Você também se envolveu em algumas polemicas. Isso é devido as suas posições às vezes “discordantes” da grande maioria?

– As polêmicas são secundárias na vida de um escritor. Se não somos parvos, surgem eventualmente do exercício intelectual. Ninguém é profissionalmente um polemista; só aqui, e onde se comporta o atraso e a mesquinhez. Por outro lado, achei interessante que recorresse a um dado estatístico para prefigurar que discordo “da grande maioria”. Nesses últimos 46 anos em redações vi a polemica como exceção; quando há espírito e cultura. Seria melhor se pudéssemos prescindir de polêmicas. Sou, por natureza, indiferente a polêmicas, embora tenha o habito de ter ideias. E, se somos bem sucedidos nesses torneios, trazemos à cena encostos e damos sobrevida a fantasmas dos quais ainda não lhes caiu a ficha. Foram experiências que satisfizeram também ao meu ego, não vou negar. É verdade que a polêmica inspira sentimentos controversos, às vezes mesquinhos, como ter ou querer razão. É tão vulgar ter razão, não acha? Subir ao pódio, que coisa vulgar!

Por natureza sou infenso a essas provocações. Por isso, só polemizei, excepcionalmente, quando me deparei com a maldade humana, com a injustiça, com a vaidade e com egos inchados. Minha maior polêmica, seja dito aqui, foi travada no campo do jornalismo político, ao tempo em que dirigi a Sucursal dos Associados em Mossoró, entre 1993 e 1995. Creio que pude contribuir decisivamente para a desmitificação da toda-poderosa Família Rosado, sem dúvida uma das polêmicas mais longas do jornalismo brasileiro, em que pela primeira vez o publico do Rio Grande do Norte pode conhecer, em minúcias, o funcionamento de uma oligarquia – a mais antiga oligarquia do País.
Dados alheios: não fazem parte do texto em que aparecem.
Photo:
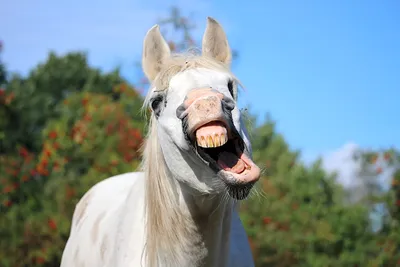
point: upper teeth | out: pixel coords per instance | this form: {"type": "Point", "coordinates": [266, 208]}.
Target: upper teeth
{"type": "Point", "coordinates": [212, 140]}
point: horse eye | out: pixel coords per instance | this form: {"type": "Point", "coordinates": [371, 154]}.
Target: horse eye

Essa polêmica, conforme sugeri ao pesquisador Misherlanny Gouthie que a pesquisasse, daria um livro extraordinário.

O que falta para o escritor local romper com os muros provincianos?

– Não há mais esses limites. Não vejo esses muros. Tudo se expande. O mundo é global. Eu prefiro o mundo aqui, desde que eu possa ir por ali. Ora, minha província é o mundo. Agora, convenhamos: é difícil viver aqui! Mesmo para um artista burguês, é difícil viver aqui. No entanto, falta a contrapartida das instituições, que trabalham sem programa e, como uma prática que se tornou cultural, impõem a vontade dos gestores em detrimento da própria cultura. Nenhum artista ou escritor local, por mais talentoso que seja, irá para a frente se depender das nossas instituições. Geralmente elas trabalham contra a cultura e de modo a subjugar e submeter nossos talentos, que hão de ter, apesar de tudo, a palavra final. Em resumo, por ora, nossos talentos não são respeitados.
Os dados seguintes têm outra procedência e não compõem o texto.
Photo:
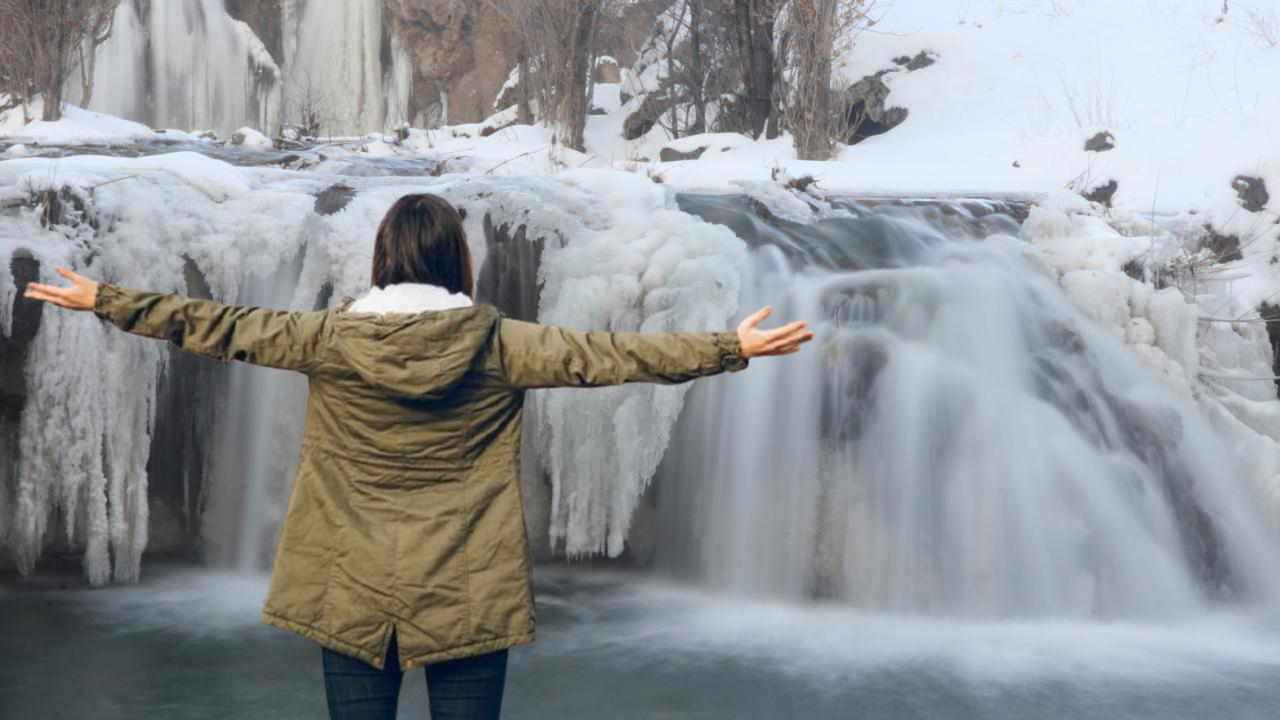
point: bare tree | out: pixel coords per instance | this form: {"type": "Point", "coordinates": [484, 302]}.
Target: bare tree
{"type": "Point", "coordinates": [41, 41]}
{"type": "Point", "coordinates": [754, 23]}
{"type": "Point", "coordinates": [86, 51]}
{"type": "Point", "coordinates": [307, 109]}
Você acha que o jornal impresso, com o advento da internet, vai acabar?

– Vai, sim, e já está se acabando; pelo menos como impresso.
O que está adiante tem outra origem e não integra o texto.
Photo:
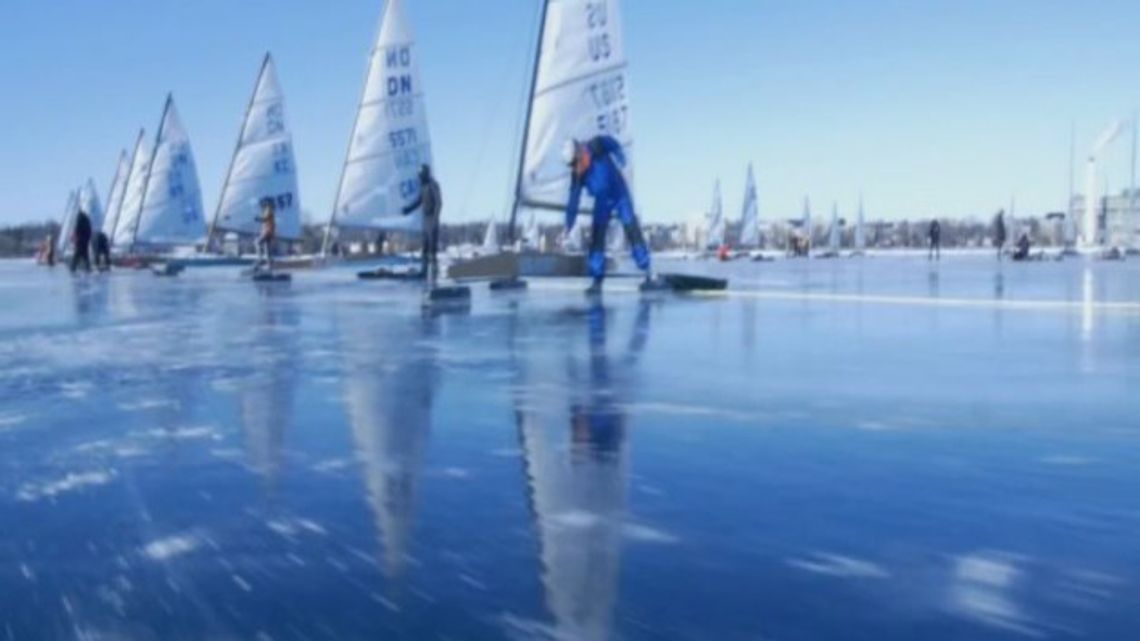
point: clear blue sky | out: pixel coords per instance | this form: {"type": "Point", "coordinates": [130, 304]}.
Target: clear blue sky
{"type": "Point", "coordinates": [945, 107]}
Isso deve acontecer com o livro impresso também?

– Não, o livro impresso há de ser sempre uma necessidade que ainda vai perdurar por muitas gerações. Talvez, para usufruí-lo, num futuro próximo, tenhamos de nos refugiar em catacumbas, longe da vista de todos … No entanto, não vejo o mundo sem o livro. O livro é, parafraseando o que disse Vinícius de Moraes do uísque, e o gato impresso e encadernado. Um luxo.

Franklin, o que você lê na atualidade de literatura?

– Em meio ao caos e ao carma que permeiam a existência humana, sobretudo releio aqueles autores que de alguma fora me enriqueceram. Nunca li best-sellers nem novidades. Nunca tive curiosidade para ler livros ou ver filmes que alcançaram o topo das listas. Nunca vi O último tango em Paris de Bernardo Bertolucci lançado em dezembro de 1972, e O poderoso chefão de Francis Ford Coppola, de 1972, vi recentemente, 50 anos depois de seu lançamento. Não tenho tempo a perder com sucessos populares… Presentemente temos uma legião de escrevinhadores desprovidos de mérito. Vivemos em tempos líquidos, sob a cultura do demérito, em um mundo cada vez mais violento e confuso, Como a barbárie que nos acossa. Que haja, portanto, o testemunho da Literatura.

Se você fosse para uma ilha deserta e pudesse levar apenas dez livros potiguares, quais seriam?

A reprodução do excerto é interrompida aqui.